Ben je verrast door hoe slecht je je herinnerde hoe de achterkant van een cent eruit ziet? Hoewel je waarschijnlijk een goed idee had over de algehele vorm en kleur, waren de werkelijke details waarschijnlijk vrij wazig. Waarom? Omdat je niet echt hoeft te weten hoe de achterkant van een cent eruit ziet om het te onderscheiden van andere munten, concentreer je je echt alleen op de informatie die je nodig hebt: de totale grootte, vorm en kleur van de munt. Je kunt je niet herinneren hoe de achterkant van een cent eruit ziet, omdat die informatie in de eerste plaats nooit echt in het geheugen is gecodeerd.

De Cue-afhankelijke Theorie van Vergeten

Andere onderzoekers hebben gesuggereerd dat soms informatie feitelijk in het geheugen aanwezig is, maar dat deze niet kan worden opgeroepen tenzij ophalingen zijn gevonden.

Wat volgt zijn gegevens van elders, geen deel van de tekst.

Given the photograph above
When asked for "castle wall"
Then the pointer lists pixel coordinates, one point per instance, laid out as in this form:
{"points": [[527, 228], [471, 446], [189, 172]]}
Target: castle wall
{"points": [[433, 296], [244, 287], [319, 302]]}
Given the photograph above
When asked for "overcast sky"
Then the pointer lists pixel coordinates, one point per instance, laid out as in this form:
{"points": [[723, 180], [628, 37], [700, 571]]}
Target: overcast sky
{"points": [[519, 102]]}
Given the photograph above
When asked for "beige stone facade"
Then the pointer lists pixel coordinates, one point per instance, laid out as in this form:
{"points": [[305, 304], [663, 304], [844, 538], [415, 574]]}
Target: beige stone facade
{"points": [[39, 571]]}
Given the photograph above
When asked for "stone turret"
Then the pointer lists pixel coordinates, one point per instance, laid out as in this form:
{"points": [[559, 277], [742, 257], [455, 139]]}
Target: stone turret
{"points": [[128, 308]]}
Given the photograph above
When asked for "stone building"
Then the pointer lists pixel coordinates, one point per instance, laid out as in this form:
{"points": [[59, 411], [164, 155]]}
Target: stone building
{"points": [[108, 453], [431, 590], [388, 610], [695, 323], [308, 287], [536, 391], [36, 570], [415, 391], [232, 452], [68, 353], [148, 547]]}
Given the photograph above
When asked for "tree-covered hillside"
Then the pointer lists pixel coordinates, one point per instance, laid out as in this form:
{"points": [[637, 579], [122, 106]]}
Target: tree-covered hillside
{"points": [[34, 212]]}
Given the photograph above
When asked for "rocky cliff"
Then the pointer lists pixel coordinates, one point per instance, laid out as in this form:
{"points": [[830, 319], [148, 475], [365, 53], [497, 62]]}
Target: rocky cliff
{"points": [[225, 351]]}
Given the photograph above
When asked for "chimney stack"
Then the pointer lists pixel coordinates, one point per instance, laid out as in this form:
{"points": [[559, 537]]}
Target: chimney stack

Deze aanwijzingen zijn elementen die aanwezig waren op het moment dat het eigenlijke geheugen werd gecodeerd. Het is bijvoorbeeld gemakkelijker om de details van uw eerste afspraak met uw partner te onthouden als u dezelfde geur ruikt die uw partner op die eerste date droeg. De ophaalinstructie (het parfum) was aanwezig toen dat geheugen werd gemaakt, dus opnieuw ruiken kan het ophalen van die herinneringen activeren.

Laatste gedachten

Talloze theorieën bestaan ​​om uit te leggen hoe en waarom we vergeten. In veel situaties kunnen verschillende van deze verklaringen verklaren waarom we ons dat niet kunnen herinneren. Het verstrijken van de tijd kan herinneringen moeilijker maken om toegankelijk te maken (verval theorie), terwijl de overvloed aan informatie die om onze aandacht wedijvert de concurrentie tussen oude en nieuwe herinneringen (interferentietheorie) kan creëren.

Hoewel vergeten gewoon een deel van het leven is, zijn er een aantal dingen die we kunnen doen om onze herinneringen te verbeteren en beter te worden in het herinneren van informatie. Bekijk vervolgens enkele van de verschillende dingen die u nu kunt doen om uw geheugen te verbeteren .

bronnen:

Brown, J. Enkele tests van de vervaltheorie van het onmiddellijke geheugen. Quarterly Journal of Experimental Psychology. 1958; 10: 12-21.

Hunt, RR, & Worthen, JB Onderscheidend vermogen en geheugen . Oxford, NY: Oxford University Press; 2006.

Nickerson, RS, & Adams, MJ Langdurig geheugen voor een gemeenschappelijk object. Cognitive Psychology, 1979; 11 (3): 287-307.

Tulving, E. Cue-afhankelijke vergeten. Amerikaanse wetenschapper. 1974; 62: 74-82.

Willingham, DT Cognition: The thinking animal (3rd ed.). Upper Saddle River, NJ: Pearson / Prentice Hall; 2007.